Model questions have caused plenty of grief in the XML world, with the Infoset standing in as a model for some people, the DOM for other people, RDF `for others, and application-specific models for others. There seems to be a deep and conflicted emotional need for models. Even within an application domain, there may be questions about the value of particular models, demonstrated by the continuing battles over various kinds of models for Topic Maps discussed at the conference.

Sperberg-McQueen's question seemed to fit the overall conference very well. A presentation by the W3C's Eric Miller (co-authored with Sperberg-McQueen) on integrating RDF with XML through XML Schema had faced some fairly hostile questions from people asking what value the RDF model added to the project. In a series of presentations on overlapping markup, it was clear that there are cases where the same document can and indeed should offer applications the choice of multiple ways to model it.

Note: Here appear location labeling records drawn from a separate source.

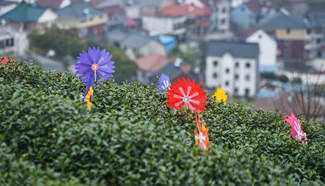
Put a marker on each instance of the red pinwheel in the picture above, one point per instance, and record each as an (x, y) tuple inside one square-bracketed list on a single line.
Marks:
[(185, 93)]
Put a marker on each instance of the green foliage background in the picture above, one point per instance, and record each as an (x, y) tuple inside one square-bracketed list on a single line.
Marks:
[(131, 137)]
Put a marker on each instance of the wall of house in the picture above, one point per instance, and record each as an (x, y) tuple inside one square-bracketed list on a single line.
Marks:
[(222, 72), (153, 47), (164, 25), (291, 34), (48, 17), (223, 15), (267, 48), (243, 17)]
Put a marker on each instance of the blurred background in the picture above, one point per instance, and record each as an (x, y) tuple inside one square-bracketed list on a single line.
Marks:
[(268, 54)]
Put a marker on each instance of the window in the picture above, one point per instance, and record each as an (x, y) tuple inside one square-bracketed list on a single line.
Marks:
[(246, 92), (236, 91), (319, 54), (7, 42), (215, 63), (2, 44), (223, 21), (215, 75), (247, 77), (288, 31)]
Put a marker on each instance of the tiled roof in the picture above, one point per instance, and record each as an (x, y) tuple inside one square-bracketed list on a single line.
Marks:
[(77, 11), (113, 10), (55, 4), (135, 41), (236, 49), (152, 63), (185, 10), (24, 13), (254, 6), (317, 18)]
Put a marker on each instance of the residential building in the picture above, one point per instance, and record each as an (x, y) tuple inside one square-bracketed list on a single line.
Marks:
[(135, 44), (233, 66), (84, 19), (6, 6), (220, 17), (27, 17), (12, 41), (316, 28), (267, 48), (291, 35)]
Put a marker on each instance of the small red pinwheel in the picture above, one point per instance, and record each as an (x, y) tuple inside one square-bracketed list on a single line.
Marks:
[(185, 93)]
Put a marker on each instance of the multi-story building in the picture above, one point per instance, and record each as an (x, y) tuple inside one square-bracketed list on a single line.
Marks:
[(267, 48), (233, 66), (28, 17), (291, 35), (12, 41)]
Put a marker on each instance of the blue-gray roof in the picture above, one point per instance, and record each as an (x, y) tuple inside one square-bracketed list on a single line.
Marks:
[(79, 10), (317, 19), (235, 48), (284, 20)]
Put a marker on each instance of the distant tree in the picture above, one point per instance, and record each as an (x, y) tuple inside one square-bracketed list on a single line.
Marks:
[(63, 42), (67, 43), (305, 99)]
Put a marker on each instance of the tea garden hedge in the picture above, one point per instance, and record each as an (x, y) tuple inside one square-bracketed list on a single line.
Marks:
[(131, 137)]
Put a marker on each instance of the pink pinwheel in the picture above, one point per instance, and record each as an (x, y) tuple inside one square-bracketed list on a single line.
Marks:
[(296, 131)]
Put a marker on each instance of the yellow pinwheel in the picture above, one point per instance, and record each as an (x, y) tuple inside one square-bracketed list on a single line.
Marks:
[(220, 95)]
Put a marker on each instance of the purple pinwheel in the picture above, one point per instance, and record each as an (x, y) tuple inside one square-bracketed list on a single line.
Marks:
[(164, 82), (95, 65)]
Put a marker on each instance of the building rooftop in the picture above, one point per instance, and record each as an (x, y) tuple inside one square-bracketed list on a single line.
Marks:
[(24, 12), (176, 10), (78, 10), (284, 20), (235, 48)]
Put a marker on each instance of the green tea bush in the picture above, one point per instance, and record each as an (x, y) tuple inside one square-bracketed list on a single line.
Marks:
[(131, 137)]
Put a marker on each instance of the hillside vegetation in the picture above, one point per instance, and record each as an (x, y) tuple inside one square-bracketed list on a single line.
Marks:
[(131, 137)]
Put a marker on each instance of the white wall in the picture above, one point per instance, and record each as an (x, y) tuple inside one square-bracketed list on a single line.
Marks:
[(48, 17), (227, 61), (267, 48), (153, 47), (162, 25)]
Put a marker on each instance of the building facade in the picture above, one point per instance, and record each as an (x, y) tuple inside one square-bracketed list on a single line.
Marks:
[(232, 66)]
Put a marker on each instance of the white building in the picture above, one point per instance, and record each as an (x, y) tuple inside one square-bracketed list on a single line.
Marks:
[(12, 41), (233, 66), (164, 25), (267, 48)]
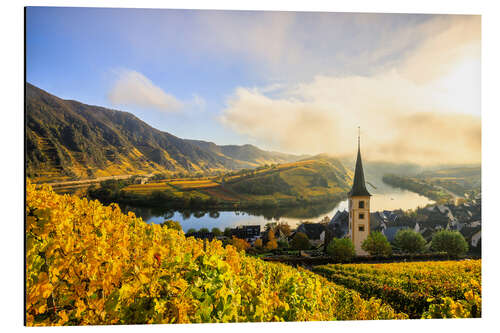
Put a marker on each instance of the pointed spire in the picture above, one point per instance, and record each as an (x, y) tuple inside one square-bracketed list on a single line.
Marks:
[(358, 184)]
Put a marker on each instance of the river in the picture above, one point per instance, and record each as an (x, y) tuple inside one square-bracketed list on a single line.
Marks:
[(384, 197)]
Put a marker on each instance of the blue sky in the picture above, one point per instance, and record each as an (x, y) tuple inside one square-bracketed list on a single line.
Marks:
[(294, 82)]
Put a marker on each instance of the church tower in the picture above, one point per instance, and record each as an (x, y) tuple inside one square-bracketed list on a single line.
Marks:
[(359, 207)]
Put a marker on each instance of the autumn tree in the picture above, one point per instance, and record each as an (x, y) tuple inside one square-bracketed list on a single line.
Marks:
[(240, 244)]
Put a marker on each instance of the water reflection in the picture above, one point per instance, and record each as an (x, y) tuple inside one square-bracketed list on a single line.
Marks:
[(385, 198)]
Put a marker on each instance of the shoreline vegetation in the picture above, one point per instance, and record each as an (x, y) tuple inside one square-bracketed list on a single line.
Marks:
[(89, 264), (443, 185), (310, 182)]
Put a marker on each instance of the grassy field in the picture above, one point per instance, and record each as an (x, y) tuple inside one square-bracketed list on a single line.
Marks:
[(313, 180), (441, 289)]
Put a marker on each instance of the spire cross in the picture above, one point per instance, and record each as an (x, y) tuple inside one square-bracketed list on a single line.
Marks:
[(359, 133)]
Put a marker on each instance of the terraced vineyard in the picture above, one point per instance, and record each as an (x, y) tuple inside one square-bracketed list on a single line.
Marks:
[(419, 289), (291, 184), (89, 264)]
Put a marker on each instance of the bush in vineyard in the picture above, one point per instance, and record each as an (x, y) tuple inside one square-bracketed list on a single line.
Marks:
[(341, 249), (89, 264), (377, 244), (451, 242), (409, 241)]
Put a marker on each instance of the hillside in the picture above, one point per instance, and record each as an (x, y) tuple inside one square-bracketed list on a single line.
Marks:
[(68, 139), (441, 185), (290, 184), (89, 264)]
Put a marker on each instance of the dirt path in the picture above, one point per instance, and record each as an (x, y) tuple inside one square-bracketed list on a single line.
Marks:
[(91, 181)]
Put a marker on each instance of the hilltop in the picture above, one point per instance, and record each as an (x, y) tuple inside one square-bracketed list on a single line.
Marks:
[(315, 180), (66, 139)]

After years of disagreeing with Sperberg-McQueen about various aspects of the XML universe, I'm happy to say that he's inspired some new lines of thought for me, and reinforced others. (I doubt he'd agree with all of these, of course!)

I first saw XML as an effort to trade a bit of discipline on the part of markup creators for improved processability, but that's lurched entirely too far to processing and away from people, driven by an obsession with machine-comprehensible models. By re-examining the question of models and rejecting the notion that there must be one true model (even for a given project), I'm freed to accept the human reality that even simple documents have multiple interpretations.

I can embrace Walter Perry's long-standing argument that understanding happens in the processing applied to a document, not the external constraints used to describe it.

I can take a fresh look at Layered Markup Annotation Language (LMNL) and enjoy that it provides a syntax for what I want to do without concern for the issues that bedevil the model.

I can't say that I expect this viewpoint to catch fire too rapidly, as it goes severely against the grain of so much of computing culture, but it does a nice job of explaining how XML syntax caught on so wildly even if the model wasn't clear. Letting go of ambitions for complete communication or universal exchange makes it much easier to focus on particular projects that solve immediate problems, using only as much standardization as a particular problem needs.

After all, we're just exchanging data, right?

Do models get in your way sometimes?